La norma che si occuperebbe del wifi (e non solo) è l’art 10, che, secondo quanto pubblicato da un portale del gruppo Il Sole 24 ore, sarebbe cosi strutturata:
Art. 10: (Liberalizzazione dell’allacciamento dei terminali di comunicazione alle interfacce della rete pubblica)
1. L’offerta di accesso ad internet è libera e non richiede la identificazione degli utilizzatori. Resta fermo l’obbligo del gestore di garantire la tracciabilità del collegamento (MAC address)
2. La registrazione della traccia delle sessioni, ove non associata all’identità dell’utilizzatore, non costituisce trattamento di dati personali e non richiede adempimenti giuridici. Se l’offerta di accesso ad internet non costituisce l’attività commerciale prevalente del gestore, non trovano applicazione l’articolo 25 del decreto legislativo 1° agosto 2003, n. 259 e l’articolo 7 del decreto legge 27 luglio 2005 , n. 144, convertito in legge 31 luglio 2005, n. 155.
2. Al decreto legislativo 26 ottobre 2010, n. 198 sono apportate le seguenti modificazioni:
a) l’articolo 2 è soppresso;
b) all’articolo 3 il comma 2 è sostituito dal seguente: “2. Il decreto del Ministro delle poste e telecomunicazioni 23 maggio 1992, n. 314 è abrogato”.
Prima constatazione ovvia. La norma non è in alcun modo una interpretazione autentica da parte del governo ma costituisce una abrogazione (ed una sostituzione con altre norme) vera e propria.
Nonostante oggi i commentatori con il vizio di salire sempre sul carro dei “io l’avevo detto”, si affrettino a dire cose opposte rispetto a quelle che hanno detto fino ad un anno fa, il governo, per bocca del ministro Zanonato è stato molto chiaro. Si dispone una norma abrogativa perché le norme sull’identificazione sono in vigore e dunque vi è la necessità di dire con certezza che le norme sono abrogate. Altrimenti non ci sarebbe stato bisogno di una nuova legge.

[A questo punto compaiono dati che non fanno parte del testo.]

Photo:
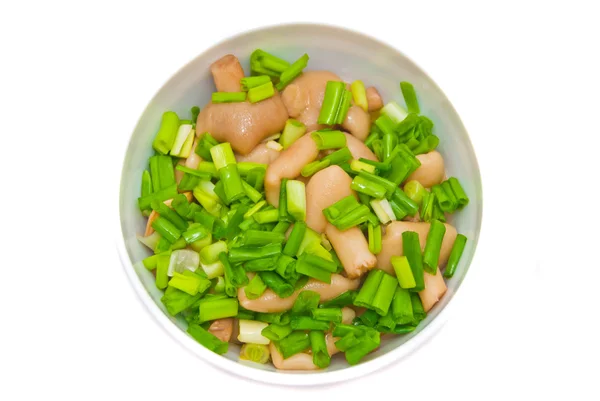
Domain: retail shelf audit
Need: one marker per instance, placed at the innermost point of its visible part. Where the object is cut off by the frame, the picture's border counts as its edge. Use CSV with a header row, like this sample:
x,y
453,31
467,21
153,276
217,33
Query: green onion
x,y
292,72
245,253
369,289
359,94
410,97
296,199
307,323
228,97
276,332
328,314
403,271
252,82
367,187
459,192
374,234
255,288
418,311
261,92
457,249
219,308
344,299
234,273
326,139
314,167
262,264
166,229
292,131
321,357
384,295
279,286
402,310
166,134
207,339
210,253
433,246
313,271
162,269
294,343
412,250
394,112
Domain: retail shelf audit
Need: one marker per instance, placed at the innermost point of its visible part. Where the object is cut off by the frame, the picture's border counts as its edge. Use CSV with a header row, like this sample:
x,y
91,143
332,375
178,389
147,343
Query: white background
x,y
524,77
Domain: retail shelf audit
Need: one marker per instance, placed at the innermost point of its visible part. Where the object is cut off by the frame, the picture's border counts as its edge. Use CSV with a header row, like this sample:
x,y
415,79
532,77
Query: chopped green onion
x,y
308,323
292,131
210,253
228,97
279,286
267,216
457,249
369,289
433,246
321,357
276,332
294,343
296,199
411,248
166,229
207,339
410,97
252,82
359,94
261,92
327,139
245,253
402,310
368,187
292,72
394,112
403,271
166,134
459,192
314,167
374,234
257,353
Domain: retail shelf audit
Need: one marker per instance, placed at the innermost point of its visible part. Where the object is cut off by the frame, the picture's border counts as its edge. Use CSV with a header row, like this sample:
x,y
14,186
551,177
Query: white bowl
x,y
352,56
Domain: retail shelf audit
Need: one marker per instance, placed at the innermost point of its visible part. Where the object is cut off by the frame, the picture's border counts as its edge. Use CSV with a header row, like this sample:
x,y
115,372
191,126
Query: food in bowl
x,y
299,215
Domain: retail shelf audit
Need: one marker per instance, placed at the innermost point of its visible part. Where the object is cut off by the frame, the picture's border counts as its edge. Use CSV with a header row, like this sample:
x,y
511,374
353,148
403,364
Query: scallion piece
x,y
459,192
292,72
328,139
276,332
321,357
433,246
166,134
255,288
402,310
455,254
374,234
296,199
369,289
294,343
411,248
261,92
246,253
252,82
308,323
207,339
410,97
217,308
228,97
292,131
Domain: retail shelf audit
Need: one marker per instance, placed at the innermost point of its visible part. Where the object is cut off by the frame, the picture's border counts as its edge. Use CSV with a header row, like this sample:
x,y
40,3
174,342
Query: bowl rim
x,y
288,378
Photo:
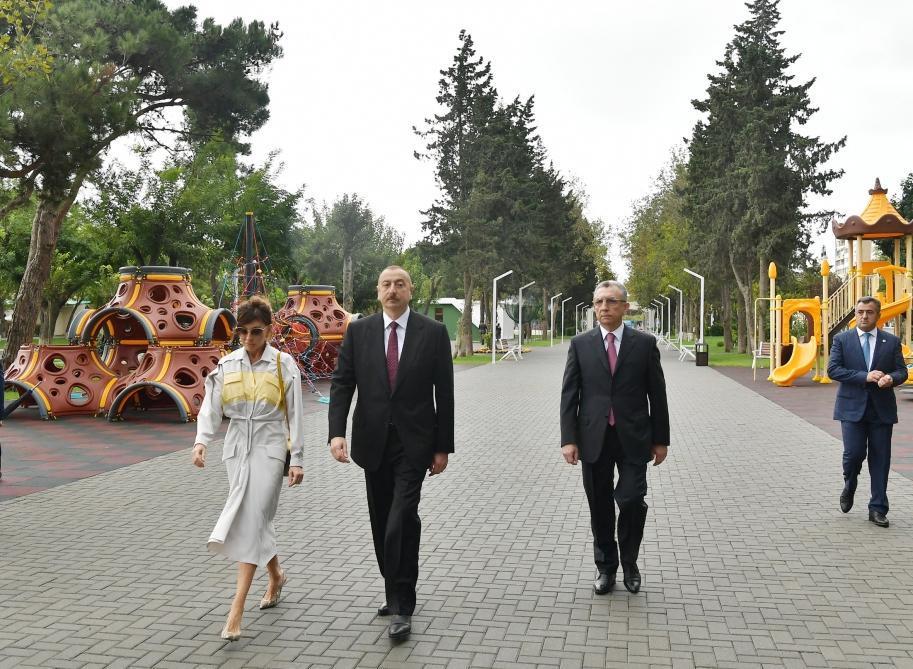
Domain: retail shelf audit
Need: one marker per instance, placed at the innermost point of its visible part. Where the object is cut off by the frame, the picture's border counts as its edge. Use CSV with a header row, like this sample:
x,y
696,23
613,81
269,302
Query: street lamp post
x,y
520,311
494,310
659,306
551,312
701,340
668,306
562,316
680,302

Ma, andiamo per ordine ed analizziamo le disposizioni “provvisorie”. La norma, secondo la versione che sarebbe oggi disponibile, sostituisce ad un sistema di identificazione “tecnica” e di registrazione di log due principi (stabiliti nei primi due commi dell’art 10 del decreto fare) .
Primo principio: “L’offerta di accesso ad internet è libera e non richiede la identificazione degli utilizzatori. Resta fermo l’obbligo del gestore di garantire la tracciabilità del collegamento (Mac address)”. Questa noma si riferirebbe a tutti (anche agli internet point quindi oltre che al wifi) ed intenderebbe sostituire l’identificazione personale dell’utilizzatore dei sistemi wifi (su cui vi erano sorti dubbi dopo le modifiche della legge Pisanu avvenute nel 2010) con un sistema di registrazione degli indirizzi mac address, senza più, fra l’altro obblighi amministrativi ( che però erano già stati previsti dalle norme del 2010)

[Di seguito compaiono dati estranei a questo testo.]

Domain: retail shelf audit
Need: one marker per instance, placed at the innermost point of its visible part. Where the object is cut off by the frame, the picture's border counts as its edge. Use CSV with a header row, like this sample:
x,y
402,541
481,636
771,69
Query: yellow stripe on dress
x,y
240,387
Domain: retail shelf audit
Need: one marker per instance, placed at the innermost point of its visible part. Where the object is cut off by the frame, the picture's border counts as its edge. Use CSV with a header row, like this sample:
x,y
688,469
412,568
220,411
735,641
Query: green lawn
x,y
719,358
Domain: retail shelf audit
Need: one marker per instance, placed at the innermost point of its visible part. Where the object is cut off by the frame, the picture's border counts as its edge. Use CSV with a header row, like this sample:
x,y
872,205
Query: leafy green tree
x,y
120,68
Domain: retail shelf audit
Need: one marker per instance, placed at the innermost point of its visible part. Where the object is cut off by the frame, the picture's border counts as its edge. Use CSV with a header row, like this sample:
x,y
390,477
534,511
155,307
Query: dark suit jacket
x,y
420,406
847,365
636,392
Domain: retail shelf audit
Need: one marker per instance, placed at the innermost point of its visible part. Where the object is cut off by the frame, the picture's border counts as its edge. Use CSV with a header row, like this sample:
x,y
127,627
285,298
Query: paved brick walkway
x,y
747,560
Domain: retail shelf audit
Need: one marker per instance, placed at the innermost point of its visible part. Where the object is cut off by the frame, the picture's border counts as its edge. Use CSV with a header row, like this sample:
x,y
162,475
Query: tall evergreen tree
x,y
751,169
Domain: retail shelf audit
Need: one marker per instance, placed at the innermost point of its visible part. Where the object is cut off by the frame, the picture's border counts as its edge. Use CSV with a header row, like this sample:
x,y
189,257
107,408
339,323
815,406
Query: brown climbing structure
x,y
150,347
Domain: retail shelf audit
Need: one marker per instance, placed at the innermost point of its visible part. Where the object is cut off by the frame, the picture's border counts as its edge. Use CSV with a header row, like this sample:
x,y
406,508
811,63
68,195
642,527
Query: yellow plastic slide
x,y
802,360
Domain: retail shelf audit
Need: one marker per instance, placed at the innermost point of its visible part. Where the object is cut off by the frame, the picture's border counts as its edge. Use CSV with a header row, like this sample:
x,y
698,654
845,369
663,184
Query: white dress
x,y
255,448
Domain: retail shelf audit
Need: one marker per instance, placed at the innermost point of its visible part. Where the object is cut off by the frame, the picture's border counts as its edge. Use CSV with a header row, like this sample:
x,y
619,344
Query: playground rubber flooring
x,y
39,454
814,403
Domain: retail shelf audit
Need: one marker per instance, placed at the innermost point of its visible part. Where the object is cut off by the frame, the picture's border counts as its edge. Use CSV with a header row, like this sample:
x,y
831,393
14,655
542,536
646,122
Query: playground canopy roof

Cos’è il Mac address? Il MAC è un acronimo che significa Media Access Control ed è un sistema di identificazione di dispostivi anziché di persone. Ad un sistema di identificazione personale, insomma, se ne sostituisce uno basato su un numero in grado di identificare “macchine” e non persone. L’identificazione personale è esclusa nettamente anche dal secondo comma dell’articolo 10: “La registrazione della traccia delle sessioni, ove non associata all’identità dell’utilizzatore, non costituisce trattamento di dati personali e non richiede adempimenti giuridici. Se l’offerta di accesso ad internet non costituisce l’attività commerciale prevalente del gestore, non trovano applicazione l’articolo 25 del decreto legislativo 1° agosto 2003, n. 259 e l’articolo 7 del decreto legge 27 luglio 2005 , n. 144, convertito in legge 31 luglio 2005, n. 155.”
La norma all’apparenza rende più semplice il collegamento dell’utente al wifi e commercialmente più appetibile la vendita di servizi senza fili. Ma questo significa anche che, a meno di effettuare indagini complesse che iniziano dal produttore del dispositivo e risalire ad una catena di eventi impossibili da prevedere, ad es nel caso il dispositivo sia venduto all’estero, oppure a favore di un terzo, oppure il computer o il telefono siano usati, o il computer non sia associato ad una vendita avvenuta con un codice fiscale, il numero Macaddress non potrà identificare a fini di tutela e di repressione di reati nessun soggetto. Prevedo che il prossimo computer (o dispositivo telefonico) verrà comperato (anche per eludere il temibilissimo Serpico, dell’agenzia delle entrate) dalla nonna novantenne o dall’amico senza fissa dimora .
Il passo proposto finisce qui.